Na sentença, o juízo reconheceu a ilegalidade da demora excessiva e destacou que a ausência de conclusão do processo vinha gerando impactos concretos à comunidade tradicional, inclusive com relatos de ameaças e comercialização irregular de terrenos por terceiros estranhos ao grupo. Para o MPF, a falta de titulação definitiva agravou conflitos agrários na região, expondo os moradores a situações de insegurança fundiária.
O Incra informou nos autos que o Relatório Antropológico — etapa essencial para a elaboração do Relatório Técnico de Identificação e Delimitação (RTID) — foi iniciado em março de 2025 e concluído em dezembro do mesmo ano. A autarquia também afirmou ter finalizado o cadastro das famílias e realizado tentativas de notificação de proprietários e posseiros. Contudo, alegou que a conclusão do RTID depende ainda do Levantamento Fundiário, da Planta, do Memorial Descritivo e do Parecer Conclusivo.

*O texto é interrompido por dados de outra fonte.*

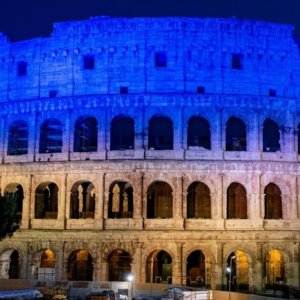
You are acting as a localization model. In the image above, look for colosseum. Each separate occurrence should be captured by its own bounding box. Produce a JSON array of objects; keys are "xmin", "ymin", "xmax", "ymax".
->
[{"xmin": 0, "ymin": 17, "xmax": 300, "ymax": 291}]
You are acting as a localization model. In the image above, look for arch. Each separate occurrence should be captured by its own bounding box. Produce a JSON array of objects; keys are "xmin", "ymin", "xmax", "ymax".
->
[
  {"xmin": 70, "ymin": 181, "xmax": 96, "ymax": 219},
  {"xmin": 0, "ymin": 249, "xmax": 20, "ymax": 279},
  {"xmin": 148, "ymin": 116, "xmax": 173, "ymax": 150},
  {"xmin": 187, "ymin": 116, "xmax": 211, "ymax": 150},
  {"xmin": 264, "ymin": 183, "xmax": 282, "ymax": 219},
  {"xmin": 187, "ymin": 182, "xmax": 211, "ymax": 219},
  {"xmin": 108, "ymin": 181, "xmax": 133, "ymax": 218},
  {"xmin": 110, "ymin": 116, "xmax": 134, "ymax": 150},
  {"xmin": 67, "ymin": 249, "xmax": 93, "ymax": 281},
  {"xmin": 7, "ymin": 120, "xmax": 28, "ymax": 155},
  {"xmin": 226, "ymin": 117, "xmax": 247, "ymax": 151},
  {"xmin": 186, "ymin": 250, "xmax": 206, "ymax": 287},
  {"xmin": 226, "ymin": 250, "xmax": 250, "ymax": 292},
  {"xmin": 264, "ymin": 249, "xmax": 285, "ymax": 287},
  {"xmin": 31, "ymin": 248, "xmax": 56, "ymax": 281},
  {"xmin": 35, "ymin": 182, "xmax": 58, "ymax": 219},
  {"xmin": 39, "ymin": 119, "xmax": 62, "ymax": 153},
  {"xmin": 146, "ymin": 250, "xmax": 172, "ymax": 284},
  {"xmin": 107, "ymin": 249, "xmax": 132, "ymax": 281},
  {"xmin": 4, "ymin": 183, "xmax": 24, "ymax": 219},
  {"xmin": 227, "ymin": 182, "xmax": 247, "ymax": 219},
  {"xmin": 147, "ymin": 181, "xmax": 173, "ymax": 219},
  {"xmin": 74, "ymin": 117, "xmax": 98, "ymax": 152},
  {"xmin": 263, "ymin": 118, "xmax": 280, "ymax": 152}
]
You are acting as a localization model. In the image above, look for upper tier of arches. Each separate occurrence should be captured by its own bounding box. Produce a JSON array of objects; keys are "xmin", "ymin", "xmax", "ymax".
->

Ao analisar o caso, a Justiça Federal foi categórica ao afirmar que o acúmulo de demandas, a complexidade do procedimento ou a insuficiência de pessoal não constituem justificativas idôneas para a demora excessiva, sobretudo diante da garantia constitucional da razoável duração do processo. A decisão alertou que a omissão estatal poderia culminar em “consequências gravíssimas”, incluindo conflitos entre quilombolas e possíveis proprietários, com risco de desordem social na área.

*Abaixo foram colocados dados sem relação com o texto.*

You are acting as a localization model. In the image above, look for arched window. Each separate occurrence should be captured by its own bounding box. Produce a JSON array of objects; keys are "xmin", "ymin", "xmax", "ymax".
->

A União tentou ser excluída do polo passivo da ação, sustentando não possuir responsabilidade direta pelo atraso. O pedido foi rejeitado. O juízo reconheceu que a União responde pela condução e acompanhamento da política pública de regularização fundiária de territórios quilombolas, nos termos do Decreto nº 4.887/2003, devendo, portanto, responder solidariamente pela morosidade verificada.
Como consequência, a sentença concedeu tutela de urgência e determinou que Incra e União concluam e publiquem o RTID no prazo de 180 dias. Após essa etapa, os réus deverão finalizar todo o processo de regularização — incluindo demarcação, desintrusão, titulação coletiva e registro — no prazo adicional de 180 dias, sob pena de multa diária em caso de descumprimento.

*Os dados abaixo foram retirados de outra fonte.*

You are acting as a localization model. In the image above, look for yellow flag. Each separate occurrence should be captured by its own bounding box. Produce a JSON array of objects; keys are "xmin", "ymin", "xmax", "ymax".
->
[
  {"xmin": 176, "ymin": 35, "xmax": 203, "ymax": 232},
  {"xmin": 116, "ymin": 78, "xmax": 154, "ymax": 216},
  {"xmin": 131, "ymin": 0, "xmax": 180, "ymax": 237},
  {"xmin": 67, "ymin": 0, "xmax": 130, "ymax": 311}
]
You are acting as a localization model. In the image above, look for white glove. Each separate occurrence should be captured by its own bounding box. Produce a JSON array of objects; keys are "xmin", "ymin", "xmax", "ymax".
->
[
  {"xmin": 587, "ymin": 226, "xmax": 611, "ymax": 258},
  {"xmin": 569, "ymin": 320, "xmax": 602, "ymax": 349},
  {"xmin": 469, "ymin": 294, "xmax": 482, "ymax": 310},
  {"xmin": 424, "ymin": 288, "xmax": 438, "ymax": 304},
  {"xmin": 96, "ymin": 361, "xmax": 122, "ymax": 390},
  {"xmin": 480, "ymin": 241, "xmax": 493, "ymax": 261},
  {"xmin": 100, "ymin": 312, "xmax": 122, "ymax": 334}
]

Além disso, foi fixado o prazo de 120 dias para que o Incra mapeie e identifique conflitos existentes na área, adote medidas de proteção da posse da comunidade, promova a retirada de ocupantes irregulares, interdite atividades ilícitas e instale marcos físicos e placas informando tratar-se de território sob litígio judicial.
A decisão foi proferida nos autos da Ação Civil Pública nº 1015406-31.2023.4.01.3700 e representa um marco na cobrança judicial por efetividade das políticas públicas voltadas à regularização de territórios quilombolas no Maranhão.